The employment service market is not like the market for cleaning services or legal services, in which the government might decide to purchase services rather than provide them to itself. The Job Network is a market that the government has substantially created to deliver services which could not otherwise be delivered by market means. It is a social market because the government summoned the market into being and because the government largely pays for the services being delivered. Job Network members are social businesses because they can make a profit only by providing services with outcomes ordained by government, and they generate social capital because the market's end result is happier, more fulfilled individuals living in stronger, more dynamic communities. It is a moral market in which the ultimate purchaser/consumer is a government with the fundamental objective of moving people from welfare into work.

While others have talked about a `third way', the Howard government has created new structures to empower community organisations rather than central bureaucracy and to turn service recipients into active citizens. As Noel Pearson has repeatedly pointed out, `passive welfare is the kindness which kills'. By funding a range of community organisations on a strict performance basis government becomes an enabler rather than a director. As far as this government is concerned, what matters is getting people into work, and how Job Network members bring this about is almost entirely up to them. The government is a virtual silent partner in the Job Network, staking capital and reviewing performance but otherwise leaving community agencies alone to run themselves. Hence, over time, the Job Network can become a vehicle for developing social entrepreneurs—leaders whose focus is renewing the threads of kinship and common purpose which constitute the social fabric of a diverse democracy. The government's aim is to work constantly with job seekers, preferably to put them back to work but, in any event, to give them something useful to do. It should be impossible to go on the dole and disappear into the system to emerge years later as part of the problem of long-term welfare dependency. We know from repeated disappointments in the past that government officials on their own cannot achieve these objectives.
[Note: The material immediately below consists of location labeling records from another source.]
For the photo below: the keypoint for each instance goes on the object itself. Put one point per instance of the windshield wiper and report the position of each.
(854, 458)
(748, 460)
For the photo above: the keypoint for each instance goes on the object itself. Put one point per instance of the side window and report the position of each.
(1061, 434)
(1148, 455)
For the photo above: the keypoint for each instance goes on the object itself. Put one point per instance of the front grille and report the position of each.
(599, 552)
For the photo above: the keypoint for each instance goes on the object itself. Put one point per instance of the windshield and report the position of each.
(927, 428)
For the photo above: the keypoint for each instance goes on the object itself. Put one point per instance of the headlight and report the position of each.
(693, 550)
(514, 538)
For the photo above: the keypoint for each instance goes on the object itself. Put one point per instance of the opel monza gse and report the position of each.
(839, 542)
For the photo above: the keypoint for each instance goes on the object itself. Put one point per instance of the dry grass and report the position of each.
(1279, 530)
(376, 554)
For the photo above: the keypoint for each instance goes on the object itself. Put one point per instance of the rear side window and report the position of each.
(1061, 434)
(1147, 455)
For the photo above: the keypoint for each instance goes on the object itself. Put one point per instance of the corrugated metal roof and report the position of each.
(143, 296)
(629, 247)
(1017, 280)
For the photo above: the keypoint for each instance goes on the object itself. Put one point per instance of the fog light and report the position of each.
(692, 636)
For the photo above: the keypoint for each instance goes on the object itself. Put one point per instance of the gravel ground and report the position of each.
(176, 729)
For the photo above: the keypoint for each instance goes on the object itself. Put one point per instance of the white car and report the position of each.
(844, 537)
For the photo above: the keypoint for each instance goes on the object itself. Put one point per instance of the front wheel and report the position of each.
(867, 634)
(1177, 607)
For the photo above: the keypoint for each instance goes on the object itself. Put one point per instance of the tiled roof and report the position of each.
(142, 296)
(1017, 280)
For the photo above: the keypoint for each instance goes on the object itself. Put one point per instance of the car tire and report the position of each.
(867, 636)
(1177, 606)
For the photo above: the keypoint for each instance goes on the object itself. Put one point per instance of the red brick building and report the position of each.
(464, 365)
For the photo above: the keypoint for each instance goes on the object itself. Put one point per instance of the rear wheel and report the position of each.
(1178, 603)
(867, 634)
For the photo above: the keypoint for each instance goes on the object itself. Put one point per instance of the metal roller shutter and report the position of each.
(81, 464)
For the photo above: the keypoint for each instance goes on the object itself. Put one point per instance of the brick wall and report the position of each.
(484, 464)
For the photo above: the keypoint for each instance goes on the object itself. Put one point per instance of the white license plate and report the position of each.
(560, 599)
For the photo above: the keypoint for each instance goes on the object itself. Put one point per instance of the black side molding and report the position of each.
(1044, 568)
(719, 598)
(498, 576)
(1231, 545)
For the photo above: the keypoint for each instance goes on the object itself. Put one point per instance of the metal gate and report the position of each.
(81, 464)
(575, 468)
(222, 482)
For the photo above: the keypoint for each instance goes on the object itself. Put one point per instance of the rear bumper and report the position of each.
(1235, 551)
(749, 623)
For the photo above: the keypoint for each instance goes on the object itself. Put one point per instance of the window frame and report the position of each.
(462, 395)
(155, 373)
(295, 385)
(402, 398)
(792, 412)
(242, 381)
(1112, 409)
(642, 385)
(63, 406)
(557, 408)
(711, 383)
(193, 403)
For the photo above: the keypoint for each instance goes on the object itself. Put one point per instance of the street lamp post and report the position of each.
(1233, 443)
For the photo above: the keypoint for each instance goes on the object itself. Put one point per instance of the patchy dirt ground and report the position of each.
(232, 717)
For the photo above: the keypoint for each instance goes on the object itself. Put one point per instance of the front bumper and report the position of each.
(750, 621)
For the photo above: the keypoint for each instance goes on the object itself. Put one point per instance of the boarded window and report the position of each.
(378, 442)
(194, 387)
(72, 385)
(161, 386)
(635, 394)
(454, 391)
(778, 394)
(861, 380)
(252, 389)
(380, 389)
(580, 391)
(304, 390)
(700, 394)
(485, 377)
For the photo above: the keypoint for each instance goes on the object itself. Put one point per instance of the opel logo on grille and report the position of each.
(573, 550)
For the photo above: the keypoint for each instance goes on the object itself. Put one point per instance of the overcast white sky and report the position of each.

Like all good policy, the Job Network is a work in progress, subject to continual refinement as new challenges and opportunities emerge. The government does not claim that the Job Network is flawless or that it always works perfectly in practice, but we do claim that it is a big improvement on previous schemes. The government is confident that the OECD study will confirm that the Job Network is among the best of current world practice in the delivery of employment services. I conclude by presenting the following papers:

Employment Service Performance—Ministerial statement, 7 September 2000.

Job Matching—Job Network out-performs the CES.

Job Network—Evaluation strategy—State of play, September 2000.

Getting the facts—Media release by the Minister for Employment Services, 7 September 2000.

Labour Market Assistance Outcomes—Department of Employment, Workplace Relations and Small Business, June 2000.

OECD Labour Market Review of Australia—Terms of Reference, 7 September 2000.